Charges have been dropped against two Harris County deputies who were indicted after the strip and cavity search of then-21-year-old college student, Charneisha Corley, during a traffic stop two years ago. A third police officer involved was never charged at all, according to Fox 26.
On August 4, the day the case was set for trial, charges were dismissed but then quickly re-presented within minutes to a grand jury with “new evidence” according to the District Attorney’s office.
Sam Cammack, Corley’s attorney, said police crossed the line in their determination to find something to use against the young woman at the time.
“A 21-year-old African-American, female, college student, had never had any criminal history never been in trouble,” Cammack told Fox 26. “One of the officers on the tape, he was talking to a passenger who was already in custody in the officer’s car and you could hear him telling that individual ‘Oh we are going to find something, even if we have to put our hands on her.'”
Still images from the video showed Corley in handcuffs while deputies searched her car. They then allegedly searched her clothing, but still found nothing.
“This same officer body slammed Miss Corley, stuck her head underneath the vehicle and completely pulled her pants off, leaving her naked and exposed in that Texaco parking lot,” Cammack continued, describing the harrowing ordeal as “rape by Cop”.
“They then took Miss Corley and placed both ankles behind her ears spread eagle position and started to search for something in Miss Corley’s cavity in her vaginal area,” he said.
That search lasted an entire 11 minutes, according to Fox 26.
Harris County prosecutor Natasha Sinclair was asked by Fox 26 if “cavity searching” suspects in public amounted to a criminal offense.
“No one in this office stands by the search the way it was conducted. No one condones that. No one thinks it’s appropriate.

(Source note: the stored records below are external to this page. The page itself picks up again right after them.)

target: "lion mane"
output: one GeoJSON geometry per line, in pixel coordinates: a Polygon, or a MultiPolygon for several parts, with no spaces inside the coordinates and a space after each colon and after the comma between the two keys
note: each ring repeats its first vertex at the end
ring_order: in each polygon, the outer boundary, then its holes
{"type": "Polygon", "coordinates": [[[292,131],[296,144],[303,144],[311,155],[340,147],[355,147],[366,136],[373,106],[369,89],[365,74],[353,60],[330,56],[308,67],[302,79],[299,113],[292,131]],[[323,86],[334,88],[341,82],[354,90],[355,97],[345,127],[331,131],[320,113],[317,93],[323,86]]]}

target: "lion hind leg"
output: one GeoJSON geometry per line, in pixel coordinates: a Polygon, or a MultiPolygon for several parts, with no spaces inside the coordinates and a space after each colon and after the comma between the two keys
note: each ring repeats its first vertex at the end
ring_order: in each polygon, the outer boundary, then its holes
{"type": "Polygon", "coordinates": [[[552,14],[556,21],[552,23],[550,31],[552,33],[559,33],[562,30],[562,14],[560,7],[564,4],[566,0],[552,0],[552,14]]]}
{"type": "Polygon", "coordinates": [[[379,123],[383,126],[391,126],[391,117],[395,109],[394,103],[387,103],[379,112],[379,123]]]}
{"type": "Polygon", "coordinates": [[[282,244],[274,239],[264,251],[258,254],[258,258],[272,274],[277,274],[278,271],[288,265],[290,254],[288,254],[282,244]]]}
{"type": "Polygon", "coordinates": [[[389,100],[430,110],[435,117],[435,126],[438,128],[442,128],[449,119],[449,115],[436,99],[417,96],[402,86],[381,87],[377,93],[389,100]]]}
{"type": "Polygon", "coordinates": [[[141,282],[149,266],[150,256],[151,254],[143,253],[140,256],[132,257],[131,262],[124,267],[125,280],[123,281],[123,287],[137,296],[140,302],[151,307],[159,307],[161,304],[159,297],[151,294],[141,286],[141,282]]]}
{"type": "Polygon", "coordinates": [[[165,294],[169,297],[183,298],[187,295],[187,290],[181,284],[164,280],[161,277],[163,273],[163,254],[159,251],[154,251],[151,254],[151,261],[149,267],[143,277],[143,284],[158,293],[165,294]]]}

It should not have happened,” Harris said. “However bad decisions, bad judgment may not rise the level of a criminal offense.”
Cammack hopes that a special prosecutor who has no ties to Harris County law enforcement will be brought in to handle the case now that new indictments may be announced.
“I feel terrible for what happened to Miss Corley,” Sinclair told Fox 26. “It should never have happened and unfortunately we are in the business of prosecuting criminal offenses and though it may not be criminal, it doesn’t mean she won’t receive justice.”